Currently, the pipeline concept does not utilize conditional links. Conditional links can be used to determine, based on one or more sensor signals, whether successor nodes should be executed or not. However, this functionality can be implemented in node functions. In general, such conditions are only applicable based on signal and reference data. That means, there is currently no possibility to determine the execution state of different nodes beforehand to their execution. Currently, we are investigating possibilities to extend the SPP with a domain-specific language (DSL). Based on such extension, the SPP configuration could be defined in a more flexible way. A DSL enables the possibility for remote update calls, e.g., when the SPP is deployed to an IoT edge device, and adaptations regarding the processing should be deployed from a central service. The visualization component of the SPP currently supports a diagram-based visualization of data stored in an object-aware database. We want to extend the visualization component with an integrated development environment, in which developers and users are able to create new filtering, windowing, and processing algorithms, test them, and deploy new versions of a processing workflows to connected SPP instances. Finally, further improvements could comprise scheduling algorithms, which optimize the node execution based on the processed signal data. For example, such algorithms, together with a distributed execution service, could enable load-balancing of processing intensive nodes across a computing cluster.
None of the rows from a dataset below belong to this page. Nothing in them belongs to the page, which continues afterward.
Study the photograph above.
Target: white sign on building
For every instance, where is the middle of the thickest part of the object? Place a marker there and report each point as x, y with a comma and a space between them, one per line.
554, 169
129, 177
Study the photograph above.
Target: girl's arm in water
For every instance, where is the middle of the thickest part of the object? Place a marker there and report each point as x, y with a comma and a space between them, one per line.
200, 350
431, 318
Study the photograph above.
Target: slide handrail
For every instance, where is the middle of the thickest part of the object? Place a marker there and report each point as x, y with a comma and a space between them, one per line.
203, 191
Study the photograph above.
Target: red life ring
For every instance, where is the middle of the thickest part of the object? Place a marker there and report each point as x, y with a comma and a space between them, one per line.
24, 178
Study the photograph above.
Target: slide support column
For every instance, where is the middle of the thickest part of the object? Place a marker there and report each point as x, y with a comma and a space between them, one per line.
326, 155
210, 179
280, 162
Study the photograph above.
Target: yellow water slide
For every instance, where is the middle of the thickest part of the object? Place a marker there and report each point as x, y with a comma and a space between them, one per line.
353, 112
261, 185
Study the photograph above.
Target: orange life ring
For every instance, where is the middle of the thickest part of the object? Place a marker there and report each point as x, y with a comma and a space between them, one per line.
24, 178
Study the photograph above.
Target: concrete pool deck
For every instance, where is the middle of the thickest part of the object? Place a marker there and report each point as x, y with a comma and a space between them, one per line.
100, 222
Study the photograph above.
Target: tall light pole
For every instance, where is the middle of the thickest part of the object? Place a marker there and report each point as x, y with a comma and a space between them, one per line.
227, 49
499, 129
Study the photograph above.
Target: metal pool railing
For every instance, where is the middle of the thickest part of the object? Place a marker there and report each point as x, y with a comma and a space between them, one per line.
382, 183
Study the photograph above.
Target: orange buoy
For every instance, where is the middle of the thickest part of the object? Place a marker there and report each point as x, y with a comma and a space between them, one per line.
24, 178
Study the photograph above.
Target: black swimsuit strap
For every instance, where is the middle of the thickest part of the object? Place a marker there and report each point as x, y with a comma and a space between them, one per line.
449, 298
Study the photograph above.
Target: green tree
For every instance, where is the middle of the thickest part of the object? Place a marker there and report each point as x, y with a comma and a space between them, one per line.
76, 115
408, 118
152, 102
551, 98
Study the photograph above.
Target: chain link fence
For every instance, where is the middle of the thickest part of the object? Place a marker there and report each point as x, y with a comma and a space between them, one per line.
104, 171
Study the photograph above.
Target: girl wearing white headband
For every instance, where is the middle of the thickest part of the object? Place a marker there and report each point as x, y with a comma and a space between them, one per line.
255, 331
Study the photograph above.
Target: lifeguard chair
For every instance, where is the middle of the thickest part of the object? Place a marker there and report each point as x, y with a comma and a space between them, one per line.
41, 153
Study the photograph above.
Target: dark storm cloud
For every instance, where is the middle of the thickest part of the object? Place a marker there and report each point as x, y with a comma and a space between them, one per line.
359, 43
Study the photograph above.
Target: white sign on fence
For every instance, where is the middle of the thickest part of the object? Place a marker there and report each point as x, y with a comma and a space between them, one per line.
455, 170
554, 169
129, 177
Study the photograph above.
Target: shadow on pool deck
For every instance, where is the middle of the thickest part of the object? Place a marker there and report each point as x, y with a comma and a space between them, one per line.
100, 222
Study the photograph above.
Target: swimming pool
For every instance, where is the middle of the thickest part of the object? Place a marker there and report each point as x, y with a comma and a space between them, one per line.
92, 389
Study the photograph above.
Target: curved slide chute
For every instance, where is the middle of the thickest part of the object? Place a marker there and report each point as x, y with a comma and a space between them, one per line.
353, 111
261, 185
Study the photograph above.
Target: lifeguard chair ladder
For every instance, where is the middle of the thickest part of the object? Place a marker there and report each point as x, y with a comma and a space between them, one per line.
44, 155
Limitations of the framework are (1) a lack of runtime optimizations to improve computational efficiency, (2) missing technical concepts for a distributed node execution across system boundaries. Furthermore, although BTTM has been used and tested in real machine environments, (3) it has not been extensively evaluated, and (4) we assume that the transmission path between PLC and SPP is reliable and that probably missing data are interpolated and aggregated in the SPP. However, this fact does not pose a major problem if signal sample rates are chosen at large orders of magnitude.
To address the limitations, (1) the SPP can be developed in a different programming language and execution environment that manages hardware resources more efficiently than the implementation shown in C# and .NET. I/O operations play a major role in the execution of the SPP. For example, processing nodes can be optimized to require fewer I/O and CPU operations, such as array copy operations. Since the raised requirements do not require distributed execution, we have not considered limitation (2) in more detail, since this requires fundamental changes to the underlying execution semantics, e.g., the scheduling. We plan to address limitation (3) in a further publication with a detailed evaluation of BTTM. Since BTTM can be used as payload for standard IoT protocols, such as MQTT and AMQP, functions provided by the latter can be used to address limitation (4). For example, to address: transmission error detection and correction, quality of service parameters, transmission flow control, and integrity check functions.